Ogni salone è autonomo nella propria identità, ma parte di una visione condivisa che punta a rafforzare il posizionamento internazionale di un’eccellenza del Made in Italy dal valore aggregato di 26 miliardi di euro, oltre 93.000 addetti e una forte propensione all’export, con una media del 64% e punte del 78% del fatturato, come nel caso, appunto, delle macchine per la lavorazione della plastica e della gomma che Plast rappresenta con autorevolezza da venti edizioni.
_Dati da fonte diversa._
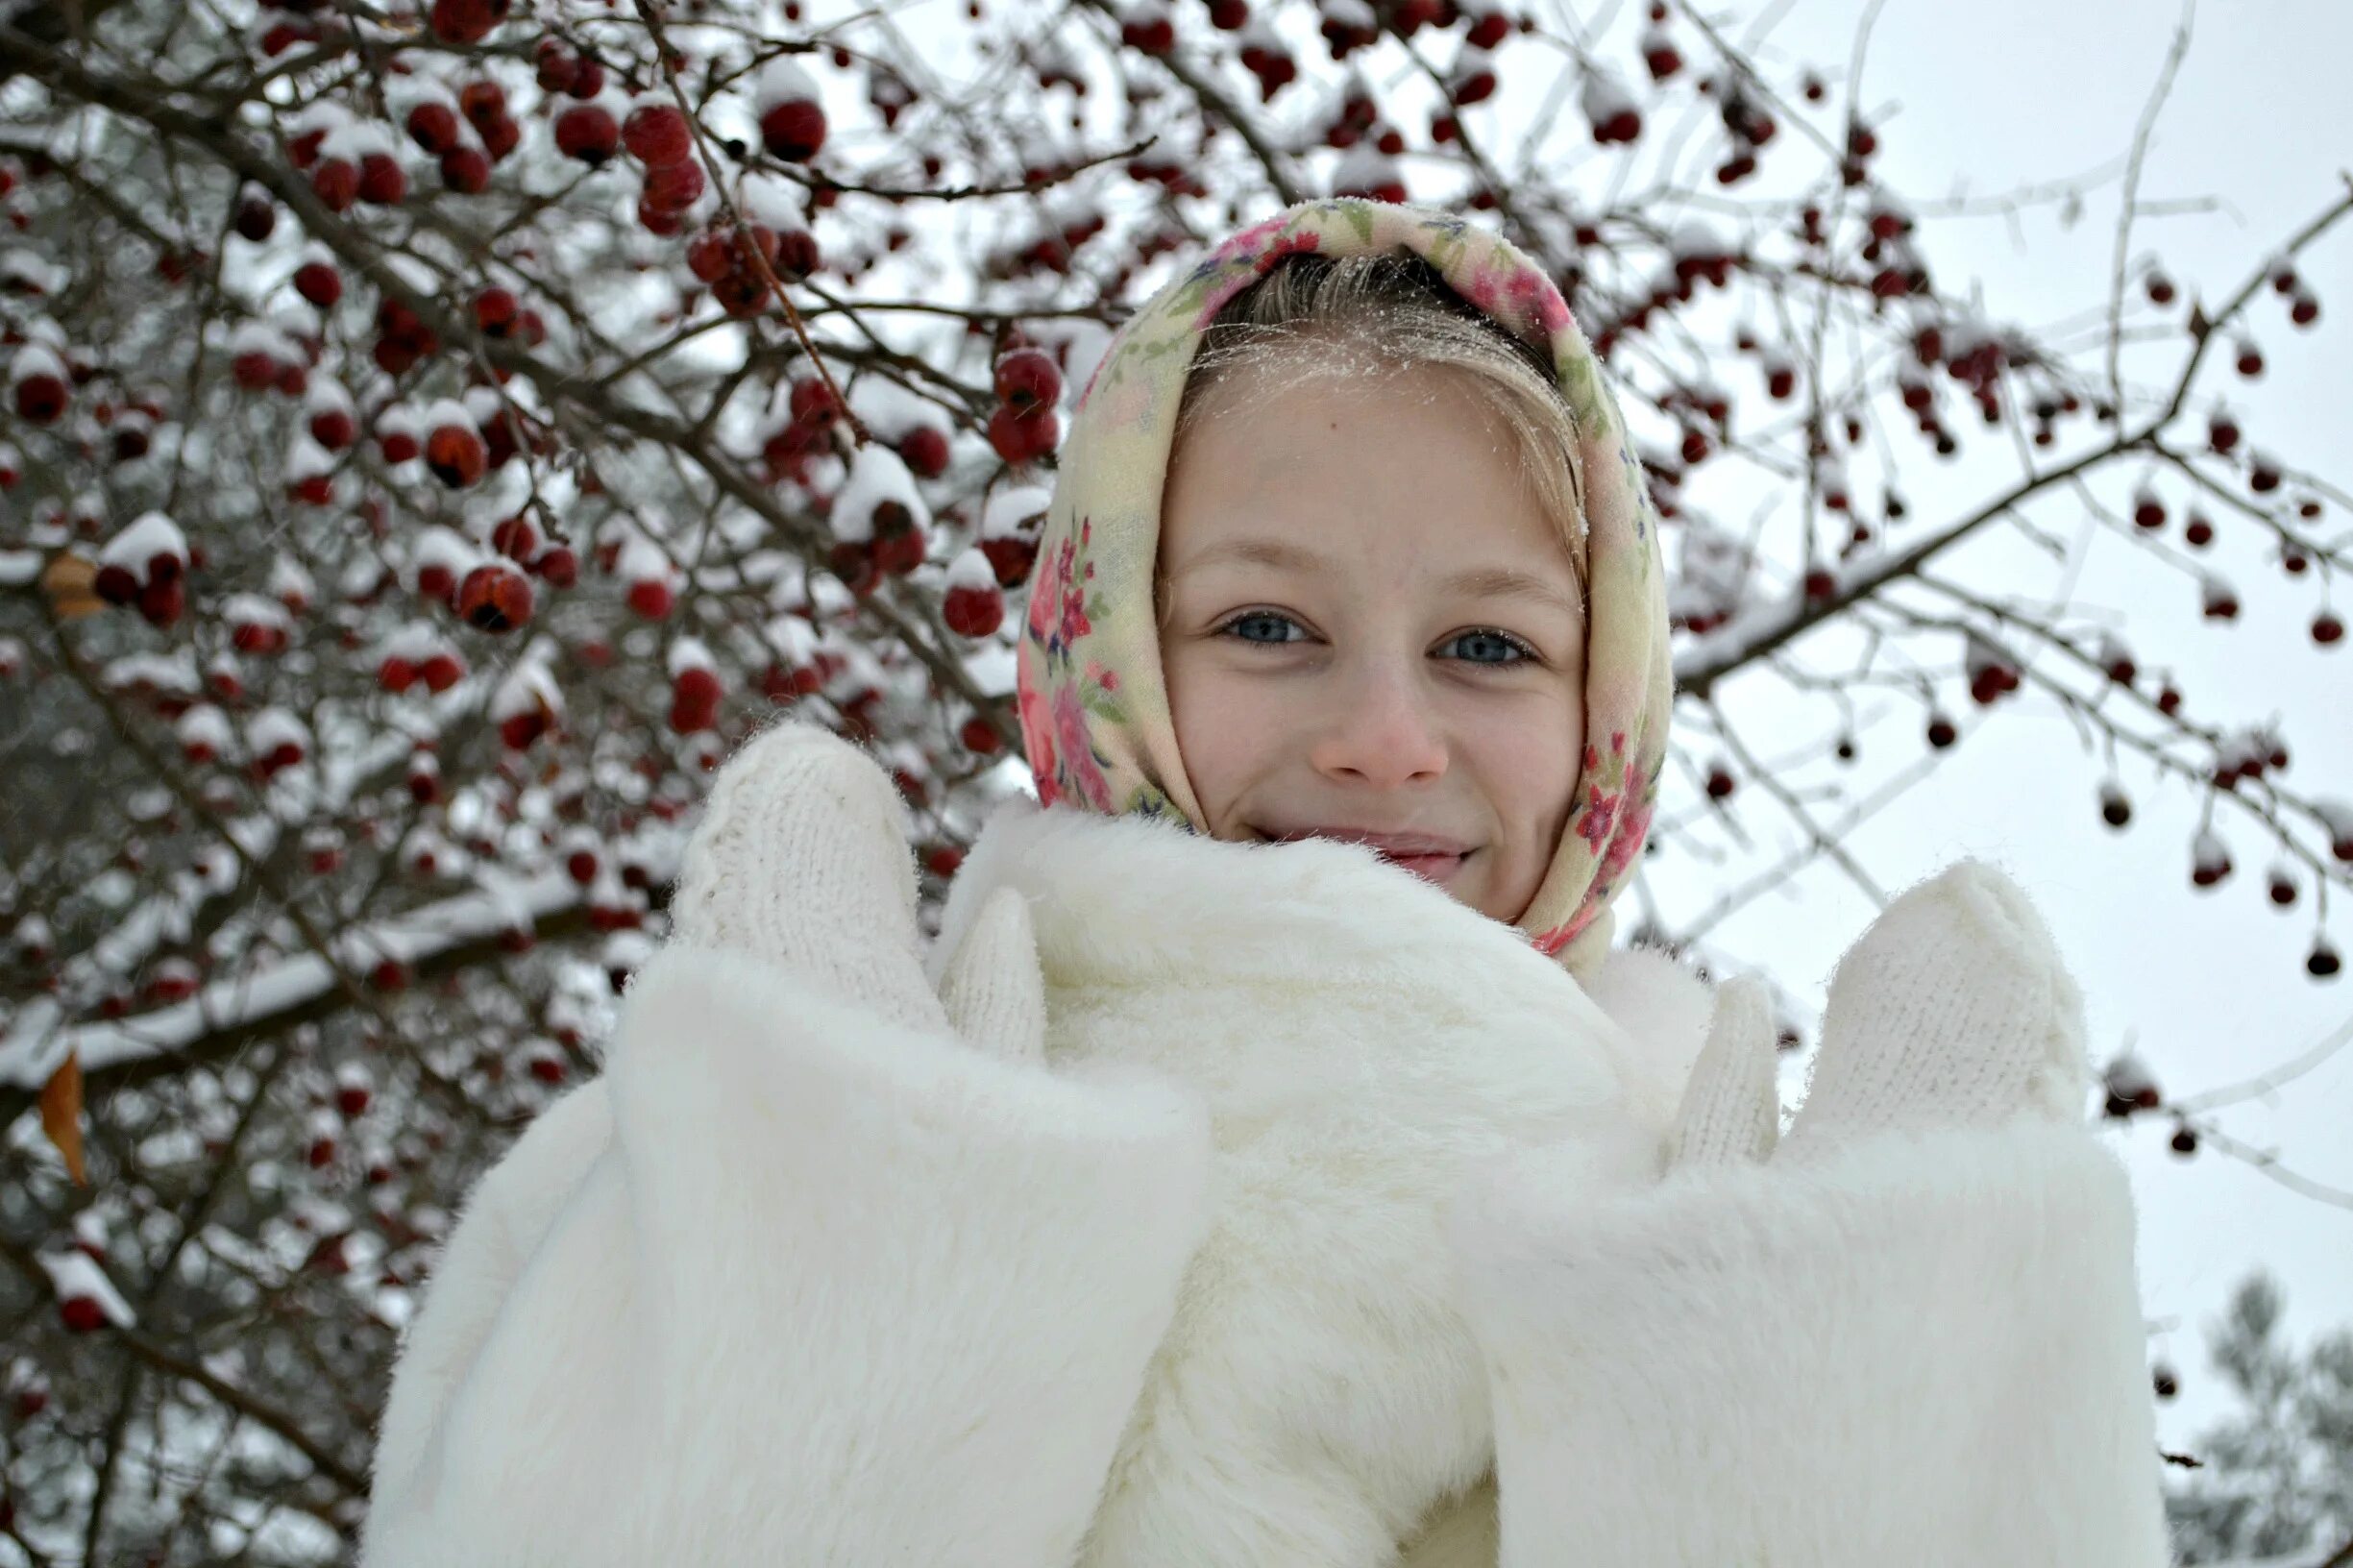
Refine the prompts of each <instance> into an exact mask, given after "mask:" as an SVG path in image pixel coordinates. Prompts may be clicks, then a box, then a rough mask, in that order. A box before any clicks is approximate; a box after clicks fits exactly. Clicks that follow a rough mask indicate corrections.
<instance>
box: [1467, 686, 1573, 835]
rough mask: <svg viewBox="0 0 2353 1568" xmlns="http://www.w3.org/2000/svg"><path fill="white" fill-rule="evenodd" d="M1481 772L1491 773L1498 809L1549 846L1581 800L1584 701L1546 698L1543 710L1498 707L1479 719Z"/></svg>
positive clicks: (1478, 740) (1516, 827) (1496, 801)
mask: <svg viewBox="0 0 2353 1568" xmlns="http://www.w3.org/2000/svg"><path fill="white" fill-rule="evenodd" d="M1475 744H1478V746H1480V772H1482V775H1485V777H1487V779H1489V789H1492V791H1494V803H1497V812H1499V815H1501V817H1504V822H1508V824H1511V826H1513V831H1525V833H1529V838H1537V841H1541V843H1532V845H1527V848H1529V852H1544V850H1548V848H1551V845H1553V841H1555V838H1558V836H1560V829H1562V824H1565V822H1567V817H1569V808H1572V805H1574V800H1577V775H1579V758H1581V756H1584V746H1586V725H1584V704H1581V702H1560V699H1558V697H1555V699H1553V702H1548V704H1544V711H1541V713H1527V711H1522V713H1501V711H1499V713H1494V716H1492V720H1487V723H1480V725H1478V742H1475Z"/></svg>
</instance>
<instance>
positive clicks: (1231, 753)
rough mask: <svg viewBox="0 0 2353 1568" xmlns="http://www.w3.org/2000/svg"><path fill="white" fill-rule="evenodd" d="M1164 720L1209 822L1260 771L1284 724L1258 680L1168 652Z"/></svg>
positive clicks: (1224, 812)
mask: <svg viewBox="0 0 2353 1568" xmlns="http://www.w3.org/2000/svg"><path fill="white" fill-rule="evenodd" d="M1165 680H1167V690H1169V720H1172V725H1174V730H1176V751H1179V756H1184V770H1186V777H1188V779H1191V782H1193V796H1195V798H1198V800H1200V808H1202V812H1207V817H1209V824H1212V826H1224V819H1226V810H1228V808H1231V805H1233V800H1235V798H1238V796H1240V793H1242V789H1247V786H1249V782H1252V777H1254V775H1259V772H1264V768H1266V763H1268V758H1271V746H1273V742H1275V737H1280V735H1282V730H1285V723H1282V716H1280V713H1278V711H1275V702H1273V697H1271V687H1268V683H1264V680H1245V678H1242V676H1238V673H1235V671H1231V669H1221V666H1219V659H1214V657H1186V655H1172V657H1169V659H1167V662H1165Z"/></svg>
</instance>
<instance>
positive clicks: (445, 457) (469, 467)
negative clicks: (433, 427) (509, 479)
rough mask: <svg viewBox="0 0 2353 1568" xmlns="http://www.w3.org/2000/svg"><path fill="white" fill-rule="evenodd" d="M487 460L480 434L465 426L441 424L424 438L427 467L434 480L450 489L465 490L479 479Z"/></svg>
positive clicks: (452, 489)
mask: <svg viewBox="0 0 2353 1568" xmlns="http://www.w3.org/2000/svg"><path fill="white" fill-rule="evenodd" d="M487 461H489V452H487V450H485V447H482V436H480V431H473V428H468V426H464V424H442V426H435V428H433V433H431V436H426V466H428V469H433V478H438V480H440V483H445V485H449V487H452V490H464V487H466V485H473V483H475V480H480V478H482V469H485V466H487Z"/></svg>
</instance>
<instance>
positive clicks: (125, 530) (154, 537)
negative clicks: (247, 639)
mask: <svg viewBox="0 0 2353 1568" xmlns="http://www.w3.org/2000/svg"><path fill="white" fill-rule="evenodd" d="M191 565H200V563H198V560H195V558H193V551H191V549H188V539H186V537H184V534H181V532H179V527H174V525H172V520H169V518H165V516H162V513H160V511H151V513H144V516H141V518H136V520H134V523H132V525H129V527H125V530H122V532H120V534H115V537H113V539H111V542H108V544H106V551H104V553H101V556H99V572H96V579H94V582H92V589H94V591H96V596H99V598H104V600H106V603H108V605H136V610H139V614H141V617H146V622H148V624H151V626H172V624H174V622H179V617H181V612H184V610H186V607H188V567H191Z"/></svg>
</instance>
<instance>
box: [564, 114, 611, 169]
mask: <svg viewBox="0 0 2353 1568" xmlns="http://www.w3.org/2000/svg"><path fill="white" fill-rule="evenodd" d="M619 144H621V127H619V125H614V122H612V115H609V113H605V106H602V104H574V106H572V108H567V111H565V113H560V115H555V151H558V153H562V155H565V158H579V160H581V162H586V165H588V167H591V170H593V167H598V165H602V162H605V160H607V158H612V151H614V148H616V146H619Z"/></svg>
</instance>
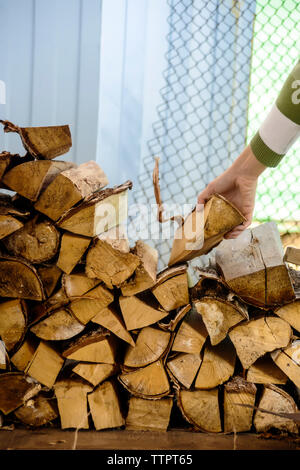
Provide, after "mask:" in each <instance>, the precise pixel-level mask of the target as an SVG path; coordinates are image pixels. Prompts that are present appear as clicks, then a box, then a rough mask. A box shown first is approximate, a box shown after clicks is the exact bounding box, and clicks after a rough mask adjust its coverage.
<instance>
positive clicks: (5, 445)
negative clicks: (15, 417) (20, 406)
mask: <svg viewBox="0 0 300 470" xmlns="http://www.w3.org/2000/svg"><path fill="white" fill-rule="evenodd" d="M75 436H76V435H75V431H63V430H60V429H45V428H44V429H42V430H26V429H15V430H14V431H5V430H2V431H1V430H0V449H1V450H8V449H9V450H16V449H18V450H25V449H26V450H42V449H43V450H67V449H68V450H71V449H73V446H74V442H75ZM76 449H77V450H115V449H118V450H124V449H128V450H148V449H149V450H151V449H152V450H153V449H156V450H163V449H176V450H178V449H182V450H233V449H236V450H237V449H238V450H293V449H297V443H296V441H293V439H288V438H285V439H281V440H277V439H262V438H259V436H258V435H256V434H250V433H242V434H237V435H236V436H235V437H234V435H233V434H227V435H225V434H220V435H218V436H216V435H211V434H205V433H196V432H193V433H192V432H190V431H188V430H185V429H172V430H170V431H168V432H165V433H164V432H155V431H153V432H140V431H115V430H113V431H101V432H97V431H84V430H80V431H78V435H77V444H76Z"/></svg>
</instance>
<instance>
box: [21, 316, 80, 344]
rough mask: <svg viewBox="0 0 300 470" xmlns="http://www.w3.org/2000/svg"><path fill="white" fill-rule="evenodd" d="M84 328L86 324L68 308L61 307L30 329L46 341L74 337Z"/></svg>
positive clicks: (71, 337) (49, 340)
mask: <svg viewBox="0 0 300 470" xmlns="http://www.w3.org/2000/svg"><path fill="white" fill-rule="evenodd" d="M84 328H85V326H84V325H83V324H82V323H79V321H77V320H76V319H75V318H74V317H73V316H72V315H71V314H70V313H69V312H68V310H67V309H62V308H60V309H58V310H56V311H54V312H52V313H51V314H50V316H49V317H47V318H45V319H44V320H42V321H40V322H38V323H36V324H35V325H34V326H32V327H31V329H30V331H31V332H32V333H34V334H35V335H36V336H37V337H38V338H41V339H43V340H45V341H59V340H65V339H70V338H73V336H76V335H78V334H79V333H81V332H82V331H83V330H84Z"/></svg>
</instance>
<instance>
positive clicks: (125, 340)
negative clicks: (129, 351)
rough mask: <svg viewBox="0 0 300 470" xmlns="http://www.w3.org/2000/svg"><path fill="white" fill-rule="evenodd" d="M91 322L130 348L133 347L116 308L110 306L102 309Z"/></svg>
mask: <svg viewBox="0 0 300 470" xmlns="http://www.w3.org/2000/svg"><path fill="white" fill-rule="evenodd" d="M92 322H93V323H97V324H98V325H101V326H103V327H104V328H106V329H107V330H109V331H111V332H112V333H113V334H114V335H116V336H118V338H120V339H122V340H123V341H125V342H126V343H129V344H130V345H131V346H134V345H135V343H134V340H133V338H132V336H131V334H130V333H129V332H128V331H127V330H126V327H125V325H124V322H123V320H122V316H121V313H118V312H117V310H116V308H114V307H111V306H109V307H105V308H103V309H102V310H100V312H99V313H97V314H96V316H95V317H93V319H92Z"/></svg>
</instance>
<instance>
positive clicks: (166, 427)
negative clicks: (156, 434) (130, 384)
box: [125, 397, 173, 431]
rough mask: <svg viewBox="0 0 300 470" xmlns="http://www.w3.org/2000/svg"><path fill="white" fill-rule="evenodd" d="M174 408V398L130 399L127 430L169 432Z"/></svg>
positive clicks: (130, 397)
mask: <svg viewBox="0 0 300 470" xmlns="http://www.w3.org/2000/svg"><path fill="white" fill-rule="evenodd" d="M172 406H173V400H172V398H162V399H161V400H145V399H143V398H137V397H130V400H129V410H128V414H127V417H126V423H125V424H126V426H125V429H126V430H128V431H167V428H168V426H169V422H170V416H171V411H172Z"/></svg>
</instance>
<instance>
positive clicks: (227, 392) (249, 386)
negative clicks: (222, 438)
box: [224, 376, 257, 433]
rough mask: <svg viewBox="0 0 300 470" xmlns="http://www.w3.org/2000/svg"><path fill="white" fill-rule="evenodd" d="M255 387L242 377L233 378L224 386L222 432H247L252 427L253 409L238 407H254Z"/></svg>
mask: <svg viewBox="0 0 300 470" xmlns="http://www.w3.org/2000/svg"><path fill="white" fill-rule="evenodd" d="M256 390H257V389H256V386H255V385H254V384H252V383H249V382H246V381H245V380H244V379H242V377H238V376H237V377H234V378H233V379H232V380H231V381H230V382H228V383H227V384H225V386H224V432H234V433H235V432H247V431H248V432H249V431H250V430H251V427H252V416H253V408H250V407H249V408H248V407H244V406H238V405H239V404H240V403H241V404H243V405H244V404H247V405H250V406H254V405H255V396H256Z"/></svg>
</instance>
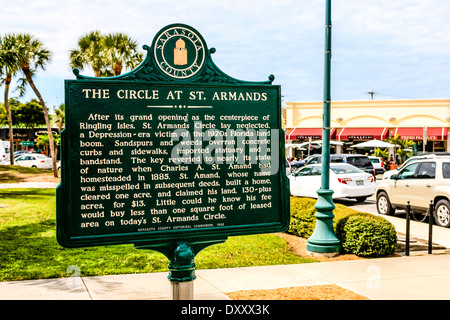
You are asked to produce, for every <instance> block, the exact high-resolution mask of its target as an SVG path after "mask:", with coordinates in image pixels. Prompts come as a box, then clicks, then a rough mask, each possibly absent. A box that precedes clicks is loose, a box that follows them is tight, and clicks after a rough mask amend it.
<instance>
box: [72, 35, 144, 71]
mask: <svg viewBox="0 0 450 320" xmlns="http://www.w3.org/2000/svg"><path fill="white" fill-rule="evenodd" d="M142 59H143V55H142V53H139V52H137V42H136V41H134V40H133V39H131V38H130V37H128V36H127V35H125V34H123V33H115V34H108V35H102V34H100V31H92V32H90V33H87V34H85V35H84V36H82V37H81V38H80V40H79V41H78V48H77V49H74V50H71V51H70V66H71V68H78V69H80V70H81V69H83V68H84V66H86V65H90V66H91V67H92V69H93V70H94V75H95V76H96V77H104V76H107V77H109V76H117V75H120V74H121V73H122V69H123V67H124V65H125V67H126V68H129V69H133V68H135V67H137V66H138V65H139V63H141V62H142Z"/></svg>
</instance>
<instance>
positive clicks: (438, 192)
mask: <svg viewBox="0 0 450 320" xmlns="http://www.w3.org/2000/svg"><path fill="white" fill-rule="evenodd" d="M376 196H377V210H378V213H380V214H394V213H395V209H404V208H406V205H407V203H408V201H409V202H410V204H411V210H412V211H413V212H415V213H416V212H417V213H424V212H426V211H427V210H428V208H429V206H430V202H431V201H432V202H433V204H434V208H435V210H434V213H433V214H434V219H435V222H436V224H438V225H439V226H443V227H450V201H449V200H450V157H436V158H434V159H420V160H416V161H411V162H410V163H409V164H407V165H406V166H403V167H402V168H401V170H399V172H398V173H397V174H393V175H392V176H391V177H390V178H389V179H383V180H380V181H379V182H378V184H377V188H376Z"/></svg>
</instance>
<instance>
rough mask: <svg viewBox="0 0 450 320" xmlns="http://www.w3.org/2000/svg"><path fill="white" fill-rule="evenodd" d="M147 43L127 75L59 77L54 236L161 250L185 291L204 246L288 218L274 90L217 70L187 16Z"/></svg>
mask: <svg viewBox="0 0 450 320" xmlns="http://www.w3.org/2000/svg"><path fill="white" fill-rule="evenodd" d="M144 49H146V50H147V56H146V58H145V60H144V61H143V62H142V63H141V64H140V65H139V66H138V67H137V68H136V69H134V70H132V71H130V72H129V73H126V74H123V75H120V76H116V77H109V78H93V77H87V76H83V75H81V74H80V73H79V71H78V70H74V74H75V75H76V78H77V79H76V80H66V81H65V103H66V110H65V112H66V125H65V129H64V131H63V132H62V134H61V135H62V143H61V149H62V159H61V164H62V167H61V184H60V185H59V186H58V188H57V239H58V242H59V243H60V245H62V246H64V247H71V248H72V247H73V248H75V247H85V246H100V245H114V244H125V243H132V244H134V245H135V247H136V248H138V249H151V250H156V251H159V252H161V253H163V254H164V255H165V256H166V257H167V258H168V259H169V280H170V281H171V283H172V285H173V296H174V298H181V299H185V298H186V299H191V298H192V286H190V287H189V285H186V283H191V282H192V281H193V280H194V279H195V263H194V258H195V256H196V255H197V254H198V252H200V251H201V250H202V249H203V248H205V247H207V246H210V245H213V244H217V243H221V242H224V241H226V239H227V238H228V237H229V236H237V235H248V234H258V233H271V232H281V231H284V230H286V229H287V227H288V226H289V211H290V210H289V187H288V180H287V177H286V174H285V171H286V170H285V161H283V160H284V133H283V132H282V129H281V92H280V87H279V86H276V85H273V84H272V82H273V79H274V78H273V76H270V77H269V80H268V81H262V82H247V81H242V80H238V79H235V78H232V77H230V76H228V75H226V74H225V73H224V72H222V71H221V70H220V69H219V68H218V67H217V66H216V65H215V64H214V62H213V61H212V58H211V54H212V53H214V52H215V49H208V48H207V45H206V42H205V41H204V39H203V37H202V36H201V35H200V34H199V33H198V32H197V31H196V30H195V29H194V28H192V27H190V26H187V25H184V24H173V25H169V26H167V27H165V28H163V29H161V30H160V31H159V32H158V33H157V35H156V36H155V38H154V40H153V43H152V45H151V46H150V47H148V46H144Z"/></svg>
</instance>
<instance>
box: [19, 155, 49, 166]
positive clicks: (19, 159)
mask: <svg viewBox="0 0 450 320" xmlns="http://www.w3.org/2000/svg"><path fill="white" fill-rule="evenodd" d="M14 163H15V164H16V165H18V166H22V167H32V168H42V169H51V168H52V158H50V157H47V156H46V155H43V154H39V153H30V154H23V155H21V156H19V157H17V158H16V159H14Z"/></svg>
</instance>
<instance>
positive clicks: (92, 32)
mask: <svg viewBox="0 0 450 320" xmlns="http://www.w3.org/2000/svg"><path fill="white" fill-rule="evenodd" d="M85 65H90V66H91V67H92V69H93V70H94V75H95V76H96V77H99V76H100V75H101V72H102V70H103V69H105V67H106V66H107V65H108V63H107V61H106V58H105V54H104V39H103V36H102V35H101V34H100V31H92V32H90V33H87V34H85V35H84V36H82V37H81V38H80V40H78V49H75V50H71V51H70V66H71V68H78V69H80V70H81V69H83V67H84V66H85Z"/></svg>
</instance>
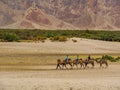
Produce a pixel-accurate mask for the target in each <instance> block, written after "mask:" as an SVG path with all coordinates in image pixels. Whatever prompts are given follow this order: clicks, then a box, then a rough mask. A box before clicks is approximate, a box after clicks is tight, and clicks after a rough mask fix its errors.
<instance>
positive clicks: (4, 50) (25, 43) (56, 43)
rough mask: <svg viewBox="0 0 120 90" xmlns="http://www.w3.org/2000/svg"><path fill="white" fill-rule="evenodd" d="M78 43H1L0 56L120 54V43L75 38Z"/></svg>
mask: <svg viewBox="0 0 120 90" xmlns="http://www.w3.org/2000/svg"><path fill="white" fill-rule="evenodd" d="M75 39H76V40H77V43H74V42H73V41H72V40H71V39H70V40H69V41H67V42H51V41H49V40H46V42H45V43H42V42H36V43H35V42H30V43H27V42H20V43H16V42H14V43H13V42H12V43H6V42H0V54H2V53H7V54H9V53H15V54H17V53H51V54H52V53H54V54H57V53H58V54H59V53H62V54H64V53H72V54H73V53H79V54H88V53H90V54H97V53H100V54H101V53H102V54H103V53H107V54H108V53H112V54H114V53H115V54H116V53H117V54H118V53H119V54H120V43H119V42H106V41H99V40H90V39H80V38H75Z"/></svg>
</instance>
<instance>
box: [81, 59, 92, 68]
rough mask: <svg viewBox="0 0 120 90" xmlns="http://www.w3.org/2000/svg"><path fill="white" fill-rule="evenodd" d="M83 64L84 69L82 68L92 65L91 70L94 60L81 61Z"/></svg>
mask: <svg viewBox="0 0 120 90" xmlns="http://www.w3.org/2000/svg"><path fill="white" fill-rule="evenodd" d="M83 63H84V64H85V67H84V68H87V67H88V66H87V65H88V64H91V65H92V68H94V60H92V59H91V60H87V59H86V60H83Z"/></svg>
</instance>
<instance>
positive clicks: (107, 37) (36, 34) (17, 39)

La risposta a una crisi generalizzata La meccanica strumentale, fiore all’occhiello del Made in Italy, riesce a fare leva sulla propria propensione alla costante innovazione, frutto di un’intensa attività di ricerca e sviluppo su cui si basa il successo delle PMI italiane: un sistema economico che continua a mostrare resilienza nonostante una complicata situazione congiunturale. Più che una vetrina tecnologica, The Innovation Alliance è un hub di confronto e strategie: l’occasione per dialogare, anticipare le sfide globali e costruire le sinergie che faranno da filo conduttore a tutto il suo percorso nei prossimi anni.